Steps for benchmarking
There are different models in benchmarking and the steps vary as well. Some basic steps related to benchmarking are:

  • Planning: This step involves initial planning by management, informing the staff about the plan, choosing a team to operate the process, determining what to benchmark and why, determining information source, etc.  
  • Research: At this stage, it is important to thoroughly research on the activity one wants to benchmark. This step involves checking information in libraries journals, etc.   
  • Selecting a partner: After the initial stages of planning and research, the third stage involves selecting a benchmarking partner (or partners). It is advisable to establish a list of organizations which are well known in the industry for their best practices.

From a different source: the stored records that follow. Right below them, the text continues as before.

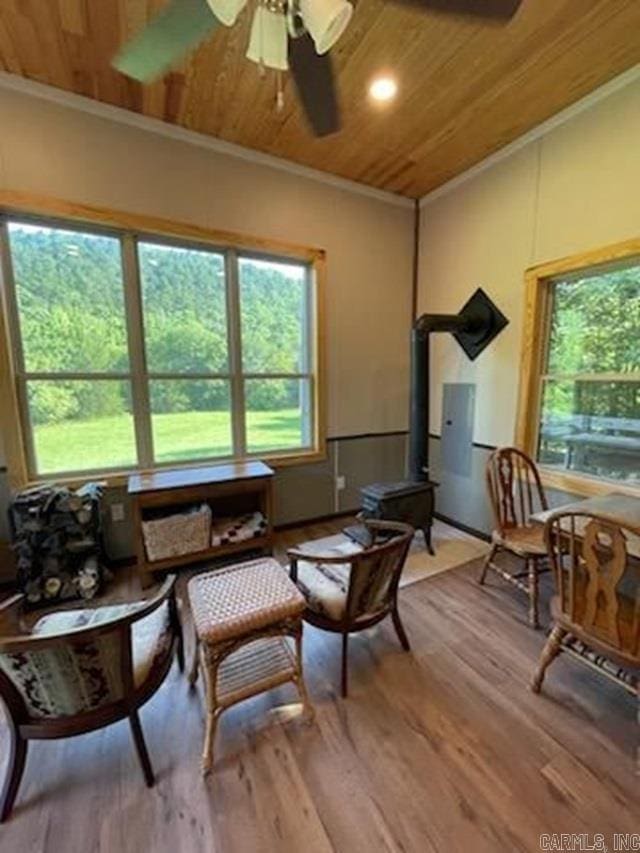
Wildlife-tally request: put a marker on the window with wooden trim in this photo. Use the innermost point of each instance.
(586, 383)
(134, 350)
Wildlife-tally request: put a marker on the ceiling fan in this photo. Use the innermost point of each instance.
(293, 35)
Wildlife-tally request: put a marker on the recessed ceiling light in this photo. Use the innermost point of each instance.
(383, 88)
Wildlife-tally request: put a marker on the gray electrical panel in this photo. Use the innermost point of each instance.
(458, 408)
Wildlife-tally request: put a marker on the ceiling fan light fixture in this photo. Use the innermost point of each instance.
(268, 43)
(227, 11)
(325, 20)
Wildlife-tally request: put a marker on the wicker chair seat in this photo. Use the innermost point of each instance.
(242, 599)
(150, 637)
(524, 541)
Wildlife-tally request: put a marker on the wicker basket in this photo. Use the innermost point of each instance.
(175, 535)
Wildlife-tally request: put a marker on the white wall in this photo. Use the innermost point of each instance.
(54, 150)
(575, 189)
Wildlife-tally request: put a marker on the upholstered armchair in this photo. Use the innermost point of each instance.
(349, 593)
(79, 670)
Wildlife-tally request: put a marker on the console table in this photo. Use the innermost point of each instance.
(237, 487)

After selecting a few potential partners (not too many, 3 is sufficient) from the list, it is now to contact them and explain them the objectives of your organization.

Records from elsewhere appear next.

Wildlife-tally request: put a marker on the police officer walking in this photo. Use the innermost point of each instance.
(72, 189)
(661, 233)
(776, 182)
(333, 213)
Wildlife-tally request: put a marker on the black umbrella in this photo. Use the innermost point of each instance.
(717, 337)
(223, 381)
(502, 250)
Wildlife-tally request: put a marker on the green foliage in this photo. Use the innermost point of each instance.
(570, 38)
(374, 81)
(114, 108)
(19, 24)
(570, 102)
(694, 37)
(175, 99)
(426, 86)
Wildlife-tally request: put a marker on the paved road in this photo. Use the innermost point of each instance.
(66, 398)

  • Collecting and sharing information: This is one of the most crucial stages where a business requires to focus on collecting information from its benchmarking partners - information which could later be implemented to improve its own processes. This is not a one-off action and the benchmark team of the business may visit the benchmark partners' organization several times for full understanding of how things work.      
  • Analyze and Adaption: This step involves summarizing and analyzing the data collected to find out in which areas improvement is required. At this stage, the business needs to develop strategies and and agree on a action plan.

Benchmarking has proved to be one of the most effective tools of management for bringing about quantum-leaps in performance of an organization. It helps a business to learn from the experience of others and improve itself by replicating the best practices already undertaken by someone else in the industry. It provides opportunities for staff to learn new skills and also boosts their confidence in developing new approaches. For SMEs, which are constantly seeking new ways of doing things, benchmarking could be an effective 'wake-up call' and an impetus for change towards development.